[LU-3062] Multiple clients writing to the same file caused mpi application to fail - Whamcloud Community JIRA

Details

Type: Bug
Resolution: Cannot Reproduce
Priority: Major
Fix Version/s: None
Affects Version/s: Lustre 2.3.0
Labels:
- ptr
Environment:
Lustre server 2.1.4 centos 6.3
Lustre clients 2.3.0 sles11sp1

Severity:
2
Rank (Obsolete):
7461

Description

After we upgraded our clients from 2.1.3 to 2.3.0, some users (the crowd is increasing) started seeing their application to fail, to hang, or even crash. The servers run 2.1.4. In all cases, same application ran OK with 2.1.3.

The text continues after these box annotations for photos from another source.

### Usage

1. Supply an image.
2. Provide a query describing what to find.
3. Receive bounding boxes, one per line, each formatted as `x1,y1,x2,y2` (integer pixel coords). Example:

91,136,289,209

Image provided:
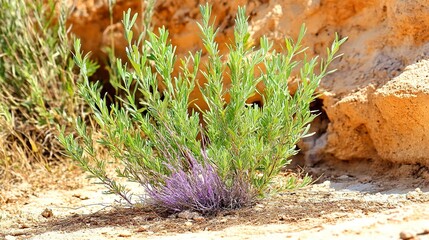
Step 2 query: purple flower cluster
147,148,252,214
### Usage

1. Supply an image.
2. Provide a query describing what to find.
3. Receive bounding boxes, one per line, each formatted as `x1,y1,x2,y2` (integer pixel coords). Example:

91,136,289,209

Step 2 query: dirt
0,163,429,240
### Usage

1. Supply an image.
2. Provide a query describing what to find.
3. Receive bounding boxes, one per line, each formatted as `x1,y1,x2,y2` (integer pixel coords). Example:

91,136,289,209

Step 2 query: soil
0,162,429,240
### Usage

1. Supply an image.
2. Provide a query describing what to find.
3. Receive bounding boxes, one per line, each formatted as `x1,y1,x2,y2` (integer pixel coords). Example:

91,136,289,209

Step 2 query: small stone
337,175,350,180
72,193,89,200
192,216,205,222
118,232,131,238
19,223,30,229
399,231,415,240
42,208,54,218
134,226,148,232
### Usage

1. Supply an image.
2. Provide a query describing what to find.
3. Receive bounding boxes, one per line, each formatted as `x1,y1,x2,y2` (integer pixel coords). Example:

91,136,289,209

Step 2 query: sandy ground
0,165,429,240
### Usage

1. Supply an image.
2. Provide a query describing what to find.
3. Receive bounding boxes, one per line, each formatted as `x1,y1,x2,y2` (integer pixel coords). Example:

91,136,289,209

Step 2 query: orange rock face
69,0,429,165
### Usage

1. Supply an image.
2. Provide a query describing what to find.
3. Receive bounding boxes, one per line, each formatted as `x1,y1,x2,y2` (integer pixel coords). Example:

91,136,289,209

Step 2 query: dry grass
0,0,85,189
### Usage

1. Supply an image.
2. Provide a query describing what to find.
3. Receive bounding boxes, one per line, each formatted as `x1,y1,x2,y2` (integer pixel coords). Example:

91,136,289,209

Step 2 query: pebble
41,208,54,218
118,232,131,238
399,231,415,240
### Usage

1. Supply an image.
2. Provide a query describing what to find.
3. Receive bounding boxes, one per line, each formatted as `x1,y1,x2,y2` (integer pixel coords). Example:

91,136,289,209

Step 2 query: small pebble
42,208,54,218
118,232,131,238
399,231,415,240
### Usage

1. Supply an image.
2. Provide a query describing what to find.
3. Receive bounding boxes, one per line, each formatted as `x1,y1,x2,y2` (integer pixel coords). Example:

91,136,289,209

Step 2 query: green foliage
60,3,346,210
0,0,90,180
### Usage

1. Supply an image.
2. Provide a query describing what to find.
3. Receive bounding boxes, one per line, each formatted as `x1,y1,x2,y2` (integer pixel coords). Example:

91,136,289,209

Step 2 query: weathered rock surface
70,0,429,165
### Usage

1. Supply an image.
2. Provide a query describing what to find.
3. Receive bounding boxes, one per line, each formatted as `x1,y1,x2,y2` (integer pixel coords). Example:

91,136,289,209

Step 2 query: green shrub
60,6,345,212
0,0,88,181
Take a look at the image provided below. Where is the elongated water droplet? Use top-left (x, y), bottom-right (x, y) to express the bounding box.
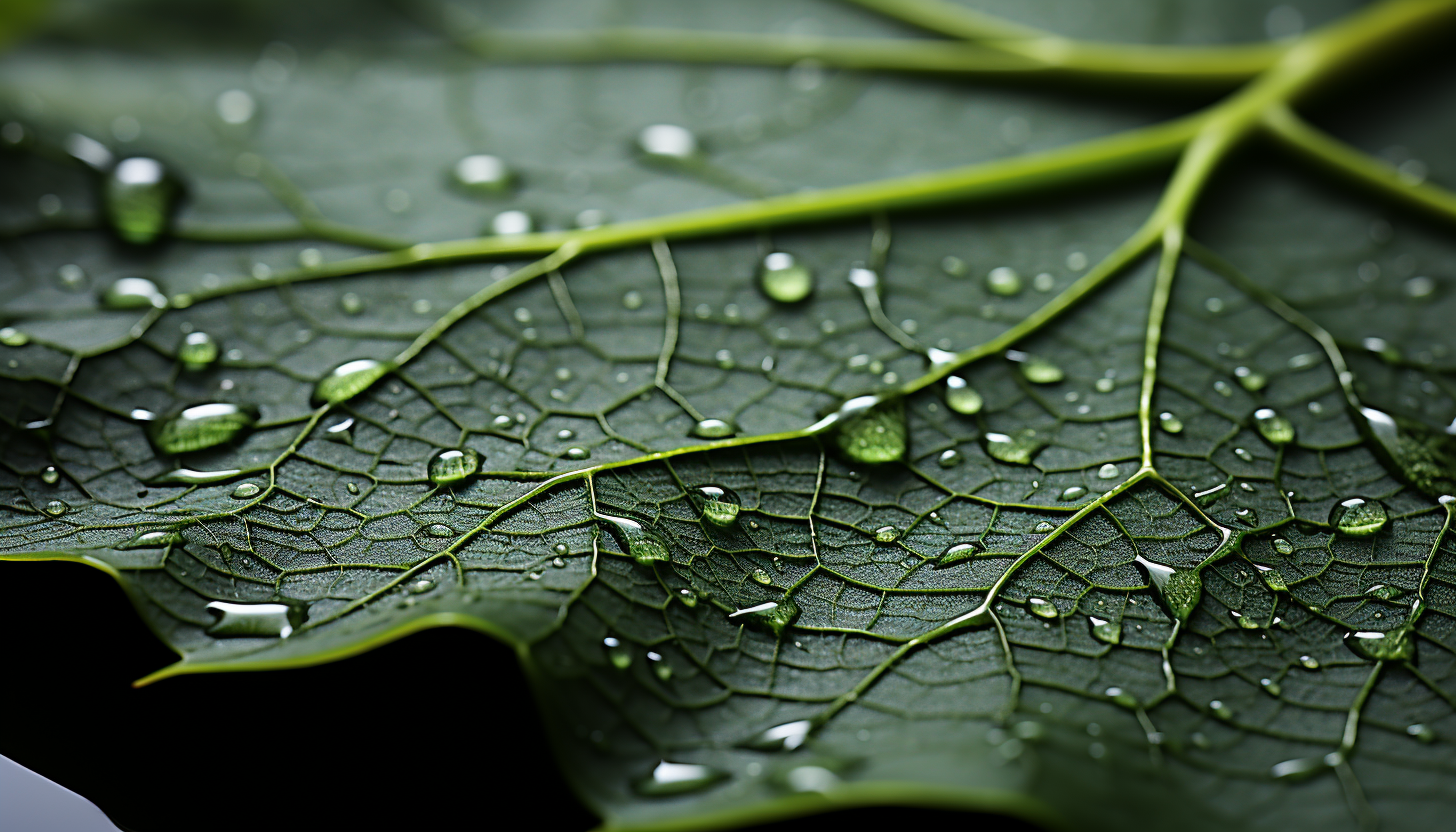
top-left (1026, 597), bottom-right (1061, 618)
top-left (692, 418), bottom-right (738, 439)
top-left (207, 600), bottom-right (301, 638)
top-left (1345, 627), bottom-right (1415, 662)
top-left (1329, 497), bottom-right (1390, 538)
top-left (830, 396), bottom-right (906, 463)
top-left (743, 720), bottom-right (814, 750)
top-left (935, 541), bottom-right (986, 567)
top-left (100, 277), bottom-right (167, 309)
top-left (1254, 408), bottom-right (1294, 444)
top-left (601, 635), bottom-right (632, 670)
top-left (636, 124), bottom-right (699, 162)
top-left (151, 402), bottom-right (258, 453)
top-left (981, 428), bottom-right (1047, 465)
top-left (1088, 615), bottom-right (1123, 644)
top-left (1158, 411), bottom-right (1182, 433)
top-left (759, 251), bottom-right (814, 303)
top-left (428, 447), bottom-right (480, 485)
top-left (178, 332), bottom-right (218, 370)
top-left (632, 759), bottom-right (728, 797)
top-left (450, 153), bottom-right (515, 194)
top-left (945, 376), bottom-right (986, 415)
top-left (102, 156), bottom-right (182, 243)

Since we do not have reproducer on the hang and the crash cases, we here attach a reproducer that can cause application to fail. The test were executed with stripe count of 1, 2, 4, 8, 16. The higher number the stripe count the more likely application fails.

The 'reproducer1.scr' is a PBS script to start 1024 mpi tests.
'reproducer1.scr.o1000145' is PBS output of the execution.
'1000145.pbspl1.0.log.txt' is an output of one of our tools to collect /var/log/messages from servers and clients related to the specified job.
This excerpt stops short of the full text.